With many rail lines long gone, and passenger service nearly non-existent, most depots have disappeared. However, those depots that still remain -- despite being obsolete -- are now often treated as landmarks worthy of preservation. The trains may not stop anymore, but these historic buildings are still important community gathering places, reborn as village halls, libraries, or museums.
In traveling through Southern Illinois, I've noticed that it has become downright fashionable for towns to dedicate a small park around their depots, complete with sections of track and a caboose.
Here is a guide to some of the railroad depots in extreme Southern Illinois.
With its overhanging roof, the depot at Tamms is a classic example of railroad style. Yet it also has a rather unusual feature: the building is curved. Sitting next to a junction of two rail lines meeting at an oblique angle, the depot was curved so that one dispatch office could overlook both sets of tracks. Built in 1899, this "two-birds-with-one-stone" depot serviced the Gulf, Mobile, & Ohio Railroad as well as the Chicago & Eastern Illinois Railroad.
After the depot was threatened with demolition, the village of Tamms bought the structure and restored it as a village hall in 1986. Along with an Illinois Central caboose, the depot park preserves the "diamond" track intersection of the two rail lines.
Built in 1872, the depot at Olmsted also has a classic style. It sits next to a pair of preserved track segments housing a nicely painted caboose. Eagle-eyed rail fans will point out that the paint scheme isn't historically accurate: the caboose was from the Illinois Central, not the New York Central. It still looks good, just the same.
Jonesboro's depot, located a few blocks south of the town square, now serves as a public library. When the rail line was first constructed between Cairo and St. Louis, it was one of the longest narrow-gauge railroads in the world. Of course, the depot wouldn't be complete without an obligatory Illinois Central caboose. The library grounds also include two hefty cast-iron artifacts: a "JONESBORO CORPORATION LINE" marker and a "STATION 1 MILE" sign. (Similar signs are also on display at Alto Pass along the same former rail line.)
Although trains haven't passed through Vienna for many years, the town is fortunate that the old rail corridor was converted into the popular Tunnel Hill State Trail. The town needed a depot, however, to "keep up with the Jonesboros" (so to speak). They found such a building at the old townsite of Forman, several miles to the south. Forman Depot was relocated to Vienna's city park.

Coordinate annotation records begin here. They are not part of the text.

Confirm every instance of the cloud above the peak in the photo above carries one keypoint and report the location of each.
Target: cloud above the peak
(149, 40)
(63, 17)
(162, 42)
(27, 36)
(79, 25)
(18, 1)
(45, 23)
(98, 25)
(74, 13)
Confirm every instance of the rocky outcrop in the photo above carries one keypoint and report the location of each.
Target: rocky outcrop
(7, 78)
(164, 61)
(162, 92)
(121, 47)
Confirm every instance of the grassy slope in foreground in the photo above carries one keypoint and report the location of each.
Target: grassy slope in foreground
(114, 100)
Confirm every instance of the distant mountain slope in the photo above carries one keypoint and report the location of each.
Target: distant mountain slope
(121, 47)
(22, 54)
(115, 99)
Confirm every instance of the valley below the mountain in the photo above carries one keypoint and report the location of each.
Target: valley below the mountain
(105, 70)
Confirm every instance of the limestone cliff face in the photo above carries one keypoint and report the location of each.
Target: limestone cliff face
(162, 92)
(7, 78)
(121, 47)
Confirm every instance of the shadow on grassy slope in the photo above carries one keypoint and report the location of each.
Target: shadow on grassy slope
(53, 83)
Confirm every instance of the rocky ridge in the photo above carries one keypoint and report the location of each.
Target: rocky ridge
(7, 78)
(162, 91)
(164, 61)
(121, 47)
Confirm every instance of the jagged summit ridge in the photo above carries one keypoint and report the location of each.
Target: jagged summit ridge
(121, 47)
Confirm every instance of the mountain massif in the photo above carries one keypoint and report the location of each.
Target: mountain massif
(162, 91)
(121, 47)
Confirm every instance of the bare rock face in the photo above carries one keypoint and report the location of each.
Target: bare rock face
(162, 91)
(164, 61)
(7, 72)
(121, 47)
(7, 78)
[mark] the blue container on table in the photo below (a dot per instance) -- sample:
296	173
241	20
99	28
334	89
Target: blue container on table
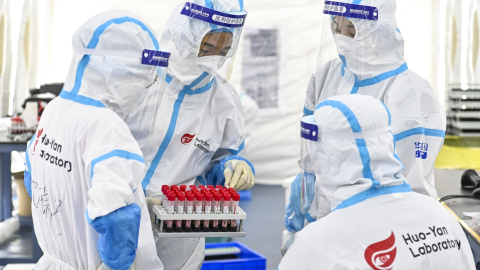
247	258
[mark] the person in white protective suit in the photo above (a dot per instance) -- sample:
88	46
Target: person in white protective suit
365	55
371	219
84	167
198	135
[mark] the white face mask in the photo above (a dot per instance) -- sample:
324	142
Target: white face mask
344	44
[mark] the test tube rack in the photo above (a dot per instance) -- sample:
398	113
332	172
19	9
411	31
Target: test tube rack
161	216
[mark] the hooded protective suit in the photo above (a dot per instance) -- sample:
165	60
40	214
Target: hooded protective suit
372	63
199	124
84	167
371	217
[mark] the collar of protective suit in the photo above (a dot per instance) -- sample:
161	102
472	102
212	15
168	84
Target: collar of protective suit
113	78
357	160
378	45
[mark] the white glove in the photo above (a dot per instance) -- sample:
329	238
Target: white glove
238	175
105	267
151	201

This depot doesn't have a caboose, but it does include a re-creation of the old Forman track junction.
Unlike the depots featured above, the Ullin Depot still fronts an active rail line, although the trains don't stop here anymore. Constructed in 1897, the building faced an uncertain future after it was moved to another location and used for storage. It has since been moved back to its rightful place next to the tracks, and restored as a village hall and library in 2012.
Yet another Illinois Central caboose has been obtained and currently awaits restoration next to the depot.

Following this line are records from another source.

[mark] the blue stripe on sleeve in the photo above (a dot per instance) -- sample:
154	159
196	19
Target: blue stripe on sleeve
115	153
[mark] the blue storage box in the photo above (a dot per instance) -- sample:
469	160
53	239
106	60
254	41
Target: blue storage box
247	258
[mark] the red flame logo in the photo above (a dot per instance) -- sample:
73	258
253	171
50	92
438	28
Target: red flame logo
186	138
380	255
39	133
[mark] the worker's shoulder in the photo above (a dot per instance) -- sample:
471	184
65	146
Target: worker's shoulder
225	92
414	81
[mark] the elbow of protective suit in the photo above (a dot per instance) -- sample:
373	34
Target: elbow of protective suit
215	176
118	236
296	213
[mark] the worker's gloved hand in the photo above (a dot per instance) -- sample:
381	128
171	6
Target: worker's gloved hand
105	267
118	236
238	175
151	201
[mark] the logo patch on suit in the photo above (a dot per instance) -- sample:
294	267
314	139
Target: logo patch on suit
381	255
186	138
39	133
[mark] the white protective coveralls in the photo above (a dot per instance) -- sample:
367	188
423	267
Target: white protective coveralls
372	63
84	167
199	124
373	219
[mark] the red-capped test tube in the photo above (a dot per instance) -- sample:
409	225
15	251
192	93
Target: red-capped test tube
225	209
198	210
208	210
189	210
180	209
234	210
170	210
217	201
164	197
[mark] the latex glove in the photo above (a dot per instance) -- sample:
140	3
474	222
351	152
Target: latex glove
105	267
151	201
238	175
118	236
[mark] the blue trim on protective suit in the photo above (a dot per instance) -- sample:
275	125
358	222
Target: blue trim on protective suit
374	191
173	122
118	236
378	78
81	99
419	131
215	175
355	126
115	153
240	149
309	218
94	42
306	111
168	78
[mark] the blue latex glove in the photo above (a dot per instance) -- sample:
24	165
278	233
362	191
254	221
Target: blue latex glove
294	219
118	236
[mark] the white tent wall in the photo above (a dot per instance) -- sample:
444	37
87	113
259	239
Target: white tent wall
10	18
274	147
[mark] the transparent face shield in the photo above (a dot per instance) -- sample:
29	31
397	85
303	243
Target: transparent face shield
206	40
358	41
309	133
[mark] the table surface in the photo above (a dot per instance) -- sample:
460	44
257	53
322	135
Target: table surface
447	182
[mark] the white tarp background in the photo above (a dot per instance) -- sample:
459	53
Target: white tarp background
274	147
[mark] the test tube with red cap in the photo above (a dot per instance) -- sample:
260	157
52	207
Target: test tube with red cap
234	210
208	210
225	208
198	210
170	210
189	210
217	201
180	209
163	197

Karnak's old depot has not been as fortunate as the rest. It sits derelict and shrounded by overgrowth on the edge of town next to the Tunnel Hill Trail.
Last summer, a notice attached to the building declared it a "nuisance." It's difficult to say whether there is any realistic prospects for salvaging the structure. When I last checked in June of this year, the depot was still standing -- barely.